Over the past few years, we have been working to develop new procedures based on force-coupling models than can give an accurate approximation for dispersed two-phase flows such as solid particles or bubbles in liquids. The models have been tested for a variety of viscous flow systems and we have extended them to provide a numerical simulation procedure for higher Reynolds number flows. These procedures also provide a systematic framework for developing engineering models and the interpretation of experiments. They are much faster and simpler to implement than full direct numerical simulations for a given problem and we can cover much larger systems than would be otherwise possible.
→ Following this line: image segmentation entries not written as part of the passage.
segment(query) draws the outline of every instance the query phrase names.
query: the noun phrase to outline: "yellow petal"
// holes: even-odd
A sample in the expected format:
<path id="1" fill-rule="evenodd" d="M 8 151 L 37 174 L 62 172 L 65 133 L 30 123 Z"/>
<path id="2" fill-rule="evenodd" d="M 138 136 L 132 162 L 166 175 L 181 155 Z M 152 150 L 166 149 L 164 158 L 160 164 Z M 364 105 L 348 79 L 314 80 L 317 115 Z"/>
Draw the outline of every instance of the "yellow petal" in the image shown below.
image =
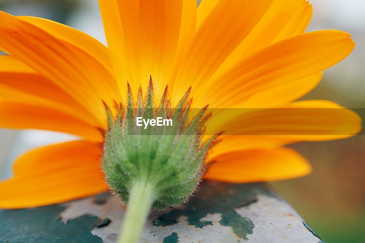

We are applying these methods to study the dynamics of particle settling in suspensions at finite Reynolds numbers and for non-uniform suspensions in Stokes flow.
In a DARPA-sponsored project aimed at reducing drag on ship hulls, we are studying the dynamics of microbubbles injected into turbulent shear flows and how these may alter the near-wall flow. The technique of microbubble injection is known to work in laboratory experiments but to date there is little theory as to how drag reduction is achieved or how it might be scaled. Our simulations are providing new insights as to the range of bubble sizes that are relevant and the first evidence of drag reduction in numerical simulations.
It is now feasible to manipulate bio-particles and bio-molecules in ?lab on a microchip? systems for cell sorting or detection. These flows involve complex 3D geometries and we are now able to simulate accurately the particle motion in these flows and include particle-particle interactions and the effects of external forces used to manipulate the particles.